Verdeelrecht – Algemeen vast recht – Vereffening éénpersoons-BVBA – Toebedeling onroerend goed in onverdeeldheid met EBVBA
- Rolnummer
- 16/4775/A (waarbij zaak AR 17/2777/A werd gevoegd)
- Datum beslissing
- 1 juni 2018
- Publicatiedatum
- 1 juni 2018
- Rechtbank
- Rechtbank van Eerste Aanleg te Gent
- Status
- Definitief
Beschrijving
Samenvatting
De belastingplichtige is enige vennoot van de EBVBA X en bezit samen met zijn EBVBA enkele onroerende goederen in onverdeeldheid. In 2013 wordt de EBVBA X notarieel ontbonden en vereffend. Ingevolge de vereffening wordt het aandeel van de EBVBA X in deze onroerende goederen toebedeeld aan de enige vennoot, zodat hij beschikt over de volle eigendom ervan.
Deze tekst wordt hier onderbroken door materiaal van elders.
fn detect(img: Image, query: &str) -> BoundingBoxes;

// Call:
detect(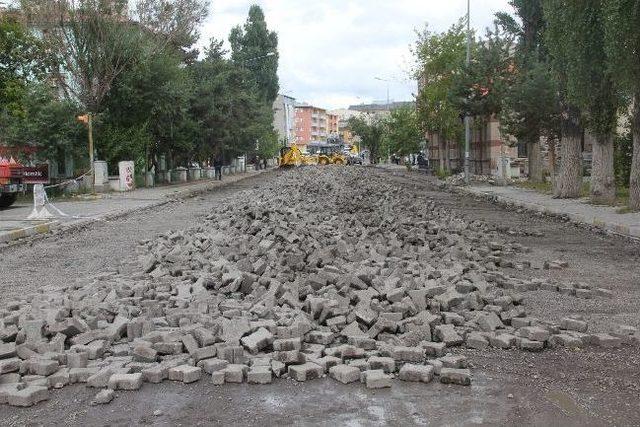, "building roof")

De toebedeling van het aandeel in de onroerende goederen aan de enige vennoot werd onderworpen aan het verdeelrecht o.g.v. art. 109 W.Reg. (thans art. 2.10.1.0.1 juncto art. 2.10.4.0.1 VCF).
De belastingplichtige is evenwel van oordeel dat hij voldoet aan de voorwaarden van art. 129, 3e lid, 2° W.Reg. (thans art. 2.10.1.0.4, 2e lid, 2° VCF), en dat deze bepaling als lex specialis voorrang heeft op de artikelen 2.10.1.0.1 en 2.10.4.0.1 VCF, zodat enkel het algemeen vast recht verschuldigd is.
De rechtbank volgt het standpunt van de belastingplichtige en oordeelt dat art. 129, 3e lid, 2° W.Reg. als lex specialis voorrang heeft op de toepassing van art. 109 W.Reg. De rechtbank is van oordeel dat de toebedeling van een onroerend goed aan haar enige vennoot ingevolge de vereffening van de vennootschap noch translatief noch declaratief is, en bijgevolg ingevolge een louter rechtsfeit plaats vindt zodat enkel het algemeen vast recht verschuldigd is.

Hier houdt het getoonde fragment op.